3. Scrambled eggs with vegetables and cheese
Ingredients:
- Eggs – 4 pcs.
- Tomatoes – 2 pcs.
- Spinach – 100 g
- Feta cheese – 50 g
- Olive oil – 1 tbsp. l.
- Salt and pepper – to taste
Preparation:
- Heat a pan with olive oil, add spinach and chopped tomatoes.
- Fry for 2-3 minutes, then beat the eggs into the pan without stirring.
- Add feta cheese, salt and pepper. Cook another 5-7 minutes under the lid. Serve with fresh bread.
4. Salad with quinoa, vegetables and chicken
Ingredients:
- Quinoa – 100 g
- Chicken fillet – 150 g
- Cucumber – 1 pc.
- Cherry tomatoes – 6-8 pcs.
- Greens – to taste
- Olive oil – 2 tbsp. l.
- Lemon juice – 1 tbsp. l.
- Salt and pepper – to taste
Preparation:
- Boil the quinoa until tender (about 15 minutes).
- Cut the chicken fillet into thin slices and fry in a pan until golden brown.
- Chop vegetables and herbs, mix them with quinoa and chicken. Season with olive oil and lemon juice.

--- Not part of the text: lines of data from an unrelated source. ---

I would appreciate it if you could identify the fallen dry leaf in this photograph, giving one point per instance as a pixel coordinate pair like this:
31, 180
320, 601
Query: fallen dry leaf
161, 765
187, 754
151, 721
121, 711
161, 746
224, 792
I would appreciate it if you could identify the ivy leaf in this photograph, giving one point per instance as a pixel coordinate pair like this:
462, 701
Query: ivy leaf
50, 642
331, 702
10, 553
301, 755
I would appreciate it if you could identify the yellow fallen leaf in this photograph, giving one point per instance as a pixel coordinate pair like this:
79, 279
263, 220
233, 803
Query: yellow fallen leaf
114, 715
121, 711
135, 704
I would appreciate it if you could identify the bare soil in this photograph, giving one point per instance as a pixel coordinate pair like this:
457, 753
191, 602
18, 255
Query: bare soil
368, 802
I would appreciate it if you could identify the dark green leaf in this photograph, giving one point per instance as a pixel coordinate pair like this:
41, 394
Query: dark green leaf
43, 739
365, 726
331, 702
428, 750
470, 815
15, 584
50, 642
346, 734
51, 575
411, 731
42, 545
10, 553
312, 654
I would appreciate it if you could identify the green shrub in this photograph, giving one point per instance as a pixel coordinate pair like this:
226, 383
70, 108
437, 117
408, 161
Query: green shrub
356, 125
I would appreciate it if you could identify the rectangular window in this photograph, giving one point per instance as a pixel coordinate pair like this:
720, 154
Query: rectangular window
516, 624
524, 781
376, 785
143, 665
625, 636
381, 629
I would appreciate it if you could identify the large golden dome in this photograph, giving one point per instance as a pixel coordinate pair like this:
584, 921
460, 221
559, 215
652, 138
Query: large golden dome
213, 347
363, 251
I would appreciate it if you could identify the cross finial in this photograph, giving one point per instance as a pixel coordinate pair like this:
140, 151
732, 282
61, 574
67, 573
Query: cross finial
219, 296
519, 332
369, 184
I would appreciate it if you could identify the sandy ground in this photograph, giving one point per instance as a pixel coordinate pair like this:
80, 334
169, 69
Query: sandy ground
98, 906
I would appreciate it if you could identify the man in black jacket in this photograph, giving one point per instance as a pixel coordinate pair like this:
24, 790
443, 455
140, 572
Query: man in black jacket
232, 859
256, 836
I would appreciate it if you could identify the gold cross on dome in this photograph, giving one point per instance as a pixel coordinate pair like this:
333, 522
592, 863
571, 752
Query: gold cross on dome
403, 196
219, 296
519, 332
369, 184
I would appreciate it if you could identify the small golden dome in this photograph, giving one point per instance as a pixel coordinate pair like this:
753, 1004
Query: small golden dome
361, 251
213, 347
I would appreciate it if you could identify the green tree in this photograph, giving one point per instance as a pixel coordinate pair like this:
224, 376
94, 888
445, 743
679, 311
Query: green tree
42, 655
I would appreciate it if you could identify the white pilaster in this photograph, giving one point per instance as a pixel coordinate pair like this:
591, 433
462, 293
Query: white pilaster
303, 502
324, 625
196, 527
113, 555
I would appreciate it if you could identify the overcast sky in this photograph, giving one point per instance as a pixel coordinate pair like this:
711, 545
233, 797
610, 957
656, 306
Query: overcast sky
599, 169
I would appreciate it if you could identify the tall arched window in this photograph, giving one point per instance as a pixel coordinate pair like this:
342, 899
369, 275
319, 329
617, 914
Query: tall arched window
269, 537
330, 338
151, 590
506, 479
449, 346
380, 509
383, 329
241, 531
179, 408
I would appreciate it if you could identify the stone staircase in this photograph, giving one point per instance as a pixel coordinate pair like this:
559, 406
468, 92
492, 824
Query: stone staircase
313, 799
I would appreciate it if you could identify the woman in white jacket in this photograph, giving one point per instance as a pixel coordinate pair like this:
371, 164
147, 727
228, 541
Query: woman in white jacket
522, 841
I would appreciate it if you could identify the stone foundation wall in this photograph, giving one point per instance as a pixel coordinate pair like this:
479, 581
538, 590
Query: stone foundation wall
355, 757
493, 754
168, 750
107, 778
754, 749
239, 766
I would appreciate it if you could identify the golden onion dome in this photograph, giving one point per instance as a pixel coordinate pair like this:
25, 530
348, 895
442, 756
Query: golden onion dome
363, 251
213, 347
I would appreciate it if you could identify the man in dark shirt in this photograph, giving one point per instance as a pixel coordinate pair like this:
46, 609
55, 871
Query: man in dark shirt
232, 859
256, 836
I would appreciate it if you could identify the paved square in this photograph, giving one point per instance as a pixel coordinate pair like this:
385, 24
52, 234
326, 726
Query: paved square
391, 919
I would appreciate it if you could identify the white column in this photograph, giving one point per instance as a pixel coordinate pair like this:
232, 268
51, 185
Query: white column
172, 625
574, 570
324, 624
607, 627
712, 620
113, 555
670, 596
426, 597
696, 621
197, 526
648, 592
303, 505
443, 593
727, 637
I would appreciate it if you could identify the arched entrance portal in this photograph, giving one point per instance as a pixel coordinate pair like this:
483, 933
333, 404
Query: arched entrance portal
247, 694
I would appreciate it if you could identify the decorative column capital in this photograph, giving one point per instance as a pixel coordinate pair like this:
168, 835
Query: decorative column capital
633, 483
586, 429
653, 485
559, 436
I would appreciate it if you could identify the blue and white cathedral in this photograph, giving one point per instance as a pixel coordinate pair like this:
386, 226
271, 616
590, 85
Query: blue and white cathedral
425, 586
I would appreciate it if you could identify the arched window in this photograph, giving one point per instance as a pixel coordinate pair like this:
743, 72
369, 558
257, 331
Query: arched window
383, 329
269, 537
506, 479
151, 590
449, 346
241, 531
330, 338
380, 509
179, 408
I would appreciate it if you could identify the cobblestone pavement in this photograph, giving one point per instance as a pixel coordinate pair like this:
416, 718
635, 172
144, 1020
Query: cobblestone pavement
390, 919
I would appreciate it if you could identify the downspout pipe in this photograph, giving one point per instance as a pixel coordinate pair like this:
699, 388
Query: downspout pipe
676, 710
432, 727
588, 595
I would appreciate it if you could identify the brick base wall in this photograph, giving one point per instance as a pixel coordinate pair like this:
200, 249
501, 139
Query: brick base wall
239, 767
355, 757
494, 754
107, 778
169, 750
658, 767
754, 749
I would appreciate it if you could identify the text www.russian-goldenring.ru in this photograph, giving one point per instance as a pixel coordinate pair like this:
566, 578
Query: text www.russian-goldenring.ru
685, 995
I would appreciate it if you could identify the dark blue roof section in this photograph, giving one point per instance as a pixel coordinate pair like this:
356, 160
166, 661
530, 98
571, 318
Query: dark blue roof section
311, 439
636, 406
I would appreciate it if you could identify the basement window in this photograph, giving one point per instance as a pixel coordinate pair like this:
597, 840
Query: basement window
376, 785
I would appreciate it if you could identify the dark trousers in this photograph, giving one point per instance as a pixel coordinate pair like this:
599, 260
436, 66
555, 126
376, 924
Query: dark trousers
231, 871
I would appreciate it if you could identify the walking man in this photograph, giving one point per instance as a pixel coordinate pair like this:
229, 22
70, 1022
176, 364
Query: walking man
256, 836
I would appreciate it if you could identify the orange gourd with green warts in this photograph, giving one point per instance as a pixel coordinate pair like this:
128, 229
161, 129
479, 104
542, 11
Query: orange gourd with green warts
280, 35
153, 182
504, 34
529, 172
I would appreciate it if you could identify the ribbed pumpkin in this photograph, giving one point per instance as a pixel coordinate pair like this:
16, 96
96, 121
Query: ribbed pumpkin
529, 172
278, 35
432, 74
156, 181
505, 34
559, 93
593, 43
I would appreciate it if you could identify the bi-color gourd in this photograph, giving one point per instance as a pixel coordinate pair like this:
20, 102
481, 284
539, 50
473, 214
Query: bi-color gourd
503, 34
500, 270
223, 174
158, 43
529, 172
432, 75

5. Lentil soup with smoked bacon
Ingredients:
- Lentils – 100 g
- Bacon – 50 g
- Onion – 1 pc.
- Carrot – 1 pc.
- Garlic – 1 clove
- Olive oil – 1 tbsp. l.
- Broth or water – 500 ml
- Salt and pepper – to taste
Preparation:
- Cut the bacon and fry it in olive oil together with chopped onions and carrots.
- Add the washed lentils and pour in the broth. Bring to a boil and cook over medium heat for 15-20 minutes until the lentils are soft.
- Season with salt and pepper, add chopped garlic and serve.
6. Tacos with beef and vegetables
Ingredients:
- Minced beef – 200 g
- Tortillas – 4 pcs.
- Tomato – 1 pc.
- Lettuce or other greens – 100 g
- Hard cheese – 50 g
- Sour cream – 2 tbsp. l.
- Salt and spices – to taste
Preparation:
- Fry the minced meat with spices until ready.
- Put some minced meat on the tortilla, add chopped tomato, greens, grated cheese and sour cream. Fold in half and serve.
Tips for a quick lunch:
- Pre-prepared ingredients : Pre-chopped vegetables, frozen foods, or ready-made sauces can greatly reduce cooking time.
- One-pan dishes : Use a minimum of dishes – this not only saves cooking time, but also makes cleaning easier.
- Multitasking : While pasta is boiling or quinoa is cooking, you can fry meat or prepare other ingredients.
Quick recipes help to save time and at the same time get a tasty and nutritious meal. Experiment with different ingredients to find the most favorite options for you and your family!